Digital surveillance / Pegasus: Civil society calls for EU sanctions against NSO Group
Together with more than 80 non-profit organisations and independent experts, Reporters Without Borders (RSF) is urging the introduction of EU sanctions against Pegasus manufacturer NSO Group.
In a letter published today to the EU's foreign affairs commissioner Josep Borrell and the foreign ministers of EU member states, the coalition summarises the growing number of allegations against the company and calls for action under the EU's human rights sanctions regime. The EU must take appropriate steps to ban the use and trade of NSO technology until effective human rights protections are in place.
More than 220 journalists have been identified as targeted or confirmed targets of state spying attacks using the spyware since the first Pegasus Project revelations in July. The German government has so far maintained its use of Pegasus, including by the Federal Intelligence Service. The US Department of Commerce, on the other hand, took concrete steps in November and placed NSO Group and another Israeli surveillance technology company on a sanctions list.
"Evidence is mounting that NSO Group has enabled dozens of authoritarian governments to monitor and persecute media workers and human rights defenders. A credible EU human rights policy requires member states to take joint action against such a company, rather than prioritising national security interests", said Lisa Dittmer, Advocacy Officer for Internet Freedom at Reporters Without Borders.
With this year's reform of its export controls, the EU sought to set new standards for value-based trade in digital surveillance technology. The accusations of misuse of Pegasus by the Hungarian government, reported national efforts such as France's to reach agreements with Israel to protect its own population from surveillance by NSO, and Germany's adherence to using Pegasus show little of this.

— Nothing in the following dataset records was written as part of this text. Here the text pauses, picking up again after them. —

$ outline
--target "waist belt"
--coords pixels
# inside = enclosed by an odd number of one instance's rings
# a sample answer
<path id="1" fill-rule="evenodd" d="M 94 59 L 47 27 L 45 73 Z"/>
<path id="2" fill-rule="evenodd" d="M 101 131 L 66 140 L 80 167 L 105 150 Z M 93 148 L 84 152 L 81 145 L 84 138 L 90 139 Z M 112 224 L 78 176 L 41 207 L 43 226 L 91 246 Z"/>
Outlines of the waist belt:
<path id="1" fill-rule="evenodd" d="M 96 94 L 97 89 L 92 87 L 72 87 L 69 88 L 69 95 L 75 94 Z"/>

Technical experts from Canada's Citizen Lab and Amnesty International are still working to analyse the devices of potential victims. For example, Citizen Lab most recently confirmed that six Palestinian human rights defenders were hacked using Pegasus.
RSF, together with numerous affected journalists from seven countries, filed a complaint in Paris in July. EU Commissioner Didier Reynders condemned the alleged state abuse of digital surveillance technology during a discussion in the EU Parliament in September, but a clear step like the US government's decision to "blacklist" NSO Group has so far failed to materialise.